C4130 configurations

Hello people,

Our group is considering buying a quad-K80 C4130 box from Dell. It comes in various configurations. In one, the 4 K80s communicate via a PCIe switch. This gives faster communication between gpus, but higher latency in gpu-cpu communication. In another configuration, each cpu has a faster direct connection to two gpus without the PCIe switch in between. However, communication between gpus and between a cpu and 'the other two' gpus is slower.

Since these ae big machines that cost well over $20k, I'll be lucky to get temporary access for testing to just one, so comparing them directly is not an option.

Can anyone estimate which configuration would be best for the gpu package (running eam calculations)? Do gpus need to communicate between themselves a lot? And is gpu-cpu communication mainly between one cpu and 'its' gpus or do cpus need to communicate a lot (the same amount?) with all gpus?

greets,
Peter

Hello people,

Our group is considering buying a quad-K80 C4130 box from Dell. It comes in various configurations. In one, the 4 K80s communicate via a PCIe switch. This gives faster communication between gpus, but higher latency in gpu-cpu communication. In another configuration, each cpu has a faster direct connection to two gpus without the PCIe switch in between. However, communication between gpus and between a cpu and 'the other two' gpus is slower.

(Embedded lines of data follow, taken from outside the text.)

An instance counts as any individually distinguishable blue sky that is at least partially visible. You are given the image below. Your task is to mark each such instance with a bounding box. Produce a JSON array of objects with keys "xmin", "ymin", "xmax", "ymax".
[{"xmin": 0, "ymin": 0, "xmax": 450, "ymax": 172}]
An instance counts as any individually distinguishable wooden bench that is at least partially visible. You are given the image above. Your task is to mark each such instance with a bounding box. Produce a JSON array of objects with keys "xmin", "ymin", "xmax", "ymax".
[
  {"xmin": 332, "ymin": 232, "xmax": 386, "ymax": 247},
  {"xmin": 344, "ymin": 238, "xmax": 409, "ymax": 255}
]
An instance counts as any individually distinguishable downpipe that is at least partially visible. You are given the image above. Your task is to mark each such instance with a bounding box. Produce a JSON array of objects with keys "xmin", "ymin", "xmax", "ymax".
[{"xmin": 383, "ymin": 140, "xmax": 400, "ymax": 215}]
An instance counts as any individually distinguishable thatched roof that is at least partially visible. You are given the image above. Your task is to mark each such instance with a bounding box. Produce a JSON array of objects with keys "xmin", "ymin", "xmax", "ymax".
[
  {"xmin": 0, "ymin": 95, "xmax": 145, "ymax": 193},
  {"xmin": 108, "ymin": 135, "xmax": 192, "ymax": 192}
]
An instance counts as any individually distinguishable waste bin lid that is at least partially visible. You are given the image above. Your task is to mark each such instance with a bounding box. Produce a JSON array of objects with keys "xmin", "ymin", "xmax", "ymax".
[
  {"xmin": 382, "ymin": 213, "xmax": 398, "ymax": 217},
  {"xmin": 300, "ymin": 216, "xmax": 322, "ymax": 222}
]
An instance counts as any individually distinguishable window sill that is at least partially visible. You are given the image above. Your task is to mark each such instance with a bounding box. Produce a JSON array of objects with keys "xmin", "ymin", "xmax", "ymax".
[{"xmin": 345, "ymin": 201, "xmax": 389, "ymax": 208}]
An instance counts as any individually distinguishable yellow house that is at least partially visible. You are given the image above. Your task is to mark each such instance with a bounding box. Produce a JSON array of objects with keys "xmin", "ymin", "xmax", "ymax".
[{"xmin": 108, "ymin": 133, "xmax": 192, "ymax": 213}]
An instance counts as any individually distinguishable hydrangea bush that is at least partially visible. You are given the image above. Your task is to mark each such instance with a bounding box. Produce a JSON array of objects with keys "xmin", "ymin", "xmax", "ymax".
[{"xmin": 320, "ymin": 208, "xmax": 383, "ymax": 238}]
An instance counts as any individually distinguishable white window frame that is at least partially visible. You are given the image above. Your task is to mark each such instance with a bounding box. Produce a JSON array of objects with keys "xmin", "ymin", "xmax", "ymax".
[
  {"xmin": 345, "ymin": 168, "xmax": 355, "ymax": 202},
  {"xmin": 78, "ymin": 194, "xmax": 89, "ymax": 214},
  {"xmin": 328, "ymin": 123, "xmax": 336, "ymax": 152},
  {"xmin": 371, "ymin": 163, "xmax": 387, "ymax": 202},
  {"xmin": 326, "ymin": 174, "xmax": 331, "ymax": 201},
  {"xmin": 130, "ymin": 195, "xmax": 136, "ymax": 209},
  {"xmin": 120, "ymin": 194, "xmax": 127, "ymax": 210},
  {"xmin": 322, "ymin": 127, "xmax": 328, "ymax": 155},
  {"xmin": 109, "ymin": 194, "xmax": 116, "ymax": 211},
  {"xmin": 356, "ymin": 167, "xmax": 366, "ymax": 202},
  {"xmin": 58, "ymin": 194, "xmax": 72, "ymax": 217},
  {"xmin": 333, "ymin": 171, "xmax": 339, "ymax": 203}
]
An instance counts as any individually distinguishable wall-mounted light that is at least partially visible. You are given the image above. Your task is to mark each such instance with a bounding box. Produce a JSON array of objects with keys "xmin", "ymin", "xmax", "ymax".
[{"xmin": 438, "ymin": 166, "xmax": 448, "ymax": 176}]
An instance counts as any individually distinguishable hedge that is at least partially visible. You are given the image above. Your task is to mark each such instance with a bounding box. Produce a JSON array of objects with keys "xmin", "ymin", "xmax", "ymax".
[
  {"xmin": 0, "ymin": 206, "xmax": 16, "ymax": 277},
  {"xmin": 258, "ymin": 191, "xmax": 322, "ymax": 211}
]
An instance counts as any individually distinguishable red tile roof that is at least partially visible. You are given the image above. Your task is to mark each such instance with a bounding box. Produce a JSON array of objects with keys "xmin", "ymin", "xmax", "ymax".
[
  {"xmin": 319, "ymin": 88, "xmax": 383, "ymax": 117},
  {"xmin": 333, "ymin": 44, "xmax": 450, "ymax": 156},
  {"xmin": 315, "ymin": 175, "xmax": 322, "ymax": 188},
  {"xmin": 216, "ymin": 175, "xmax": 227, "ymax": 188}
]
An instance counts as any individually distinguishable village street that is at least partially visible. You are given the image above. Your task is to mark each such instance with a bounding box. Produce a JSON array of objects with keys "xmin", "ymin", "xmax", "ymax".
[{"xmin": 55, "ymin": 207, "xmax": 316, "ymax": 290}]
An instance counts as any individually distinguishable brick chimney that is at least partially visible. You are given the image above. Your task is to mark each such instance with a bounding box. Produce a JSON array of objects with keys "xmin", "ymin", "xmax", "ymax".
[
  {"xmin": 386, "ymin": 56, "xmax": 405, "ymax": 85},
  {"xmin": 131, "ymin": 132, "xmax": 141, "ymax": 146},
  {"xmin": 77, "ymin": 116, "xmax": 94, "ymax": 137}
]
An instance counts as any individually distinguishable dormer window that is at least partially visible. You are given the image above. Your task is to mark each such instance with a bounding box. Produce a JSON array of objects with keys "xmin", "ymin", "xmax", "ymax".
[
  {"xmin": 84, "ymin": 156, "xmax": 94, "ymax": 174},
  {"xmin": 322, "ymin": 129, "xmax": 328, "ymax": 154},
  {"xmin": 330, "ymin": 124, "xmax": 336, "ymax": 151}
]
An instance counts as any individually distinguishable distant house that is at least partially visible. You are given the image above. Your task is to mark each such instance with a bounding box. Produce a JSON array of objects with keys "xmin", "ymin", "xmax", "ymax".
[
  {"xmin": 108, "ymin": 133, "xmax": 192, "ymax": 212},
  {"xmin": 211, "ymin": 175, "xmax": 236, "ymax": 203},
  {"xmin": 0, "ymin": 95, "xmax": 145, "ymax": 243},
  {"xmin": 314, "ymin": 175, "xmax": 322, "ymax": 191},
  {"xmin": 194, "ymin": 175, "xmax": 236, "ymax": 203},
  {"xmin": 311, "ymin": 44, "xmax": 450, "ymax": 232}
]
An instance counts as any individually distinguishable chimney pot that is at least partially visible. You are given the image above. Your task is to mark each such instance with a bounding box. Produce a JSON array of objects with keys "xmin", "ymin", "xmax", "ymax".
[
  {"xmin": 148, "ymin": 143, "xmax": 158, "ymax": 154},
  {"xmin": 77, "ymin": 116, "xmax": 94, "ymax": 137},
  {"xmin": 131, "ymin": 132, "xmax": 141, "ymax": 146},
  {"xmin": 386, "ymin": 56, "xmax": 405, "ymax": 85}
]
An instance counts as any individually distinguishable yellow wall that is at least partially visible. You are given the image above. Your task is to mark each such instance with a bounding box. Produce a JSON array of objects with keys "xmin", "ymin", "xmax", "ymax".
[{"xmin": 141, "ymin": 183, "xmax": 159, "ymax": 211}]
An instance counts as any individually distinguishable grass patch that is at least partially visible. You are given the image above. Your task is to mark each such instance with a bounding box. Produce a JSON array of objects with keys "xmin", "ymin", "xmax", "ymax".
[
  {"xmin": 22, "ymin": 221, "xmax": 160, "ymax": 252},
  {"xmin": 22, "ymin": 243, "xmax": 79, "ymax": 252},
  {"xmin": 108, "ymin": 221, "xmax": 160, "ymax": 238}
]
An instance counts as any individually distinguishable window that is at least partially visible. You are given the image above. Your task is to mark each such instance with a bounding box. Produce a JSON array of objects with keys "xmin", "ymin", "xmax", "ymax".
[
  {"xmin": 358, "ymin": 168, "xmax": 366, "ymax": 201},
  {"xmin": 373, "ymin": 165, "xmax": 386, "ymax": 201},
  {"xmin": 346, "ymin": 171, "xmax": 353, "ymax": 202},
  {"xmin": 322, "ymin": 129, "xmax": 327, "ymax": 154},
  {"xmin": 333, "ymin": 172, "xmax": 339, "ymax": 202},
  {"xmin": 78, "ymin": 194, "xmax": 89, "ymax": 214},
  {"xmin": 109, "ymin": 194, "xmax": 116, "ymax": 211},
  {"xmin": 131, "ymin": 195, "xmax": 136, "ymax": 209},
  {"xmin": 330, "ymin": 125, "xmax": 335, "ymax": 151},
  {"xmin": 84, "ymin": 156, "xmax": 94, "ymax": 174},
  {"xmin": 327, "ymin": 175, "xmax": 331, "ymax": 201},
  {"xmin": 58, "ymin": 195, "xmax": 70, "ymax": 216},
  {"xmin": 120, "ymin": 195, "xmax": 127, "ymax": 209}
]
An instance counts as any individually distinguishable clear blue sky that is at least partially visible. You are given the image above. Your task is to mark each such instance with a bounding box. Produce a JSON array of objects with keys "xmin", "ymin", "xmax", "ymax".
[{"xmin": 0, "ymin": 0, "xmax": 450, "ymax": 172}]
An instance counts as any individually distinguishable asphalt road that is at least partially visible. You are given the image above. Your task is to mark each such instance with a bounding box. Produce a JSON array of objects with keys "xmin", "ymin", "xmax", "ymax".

Since these ae big machines that cost well over $20k, I'll be lucky to get temporary access for testing to just one, so comparing them directly is not an option.

Can anyone estimate which configuration would be best for the gpu package (running eam calculations)? Do gpus need to communicate between themselves a lot? And is gpu-cpu communication mainly between one cpu and 'its' gpus or do cpus need to communicate a lot (the same amount?) with all gpus?

peter,

can you elaborate a bit on:

- what is the motivation for going for such a machine?
- is it going to be a single machine? or multiple connected via
high-speed network?
- what is the expected use? (single GPU runs, runs across all GPUs, mixed use)
- what is the system size that you expect to be running most of the time?
- is the machine supposed to be (significantly) used by other applications?
- what kind of CPUs are you looking at for this? e.g. what is the
ratio of CPU cores vs. GPUs?

also, what is missing in your review of the situation is a discussion
of the communication bandwidth (CPU vs. GPU) when all GPUs are used
concurrently.

in general, i would caution about such extreme "GPU monster"
configurations. anything extreme is extremely good only under extreme
circumstances. :wink:
in the cases, where i see this kind of configuration justified,
alternatives are usually not viable due to lack of technical skills.
also, at the price tag of such a machine with a reasonable
configuration, you can often get within a factor of 2 in total LAMMPS
performance across the entire machine when using a small network with
CPU-only nodes using a small infiniband switch. for the best
utilization of such a GPU centric machine, you are probably better off
using a GPU focused code like HOOMD (but then you can get the same
throughput with a bunch of standard PCs using high-end consumer grade
GPUs. they are just more work to operate and maintain).

there likely isn't a single simple answer to the question whether it
is worth to go with the C4130 box(es). as for many problems in
science, the answer will be "it depends".

axel.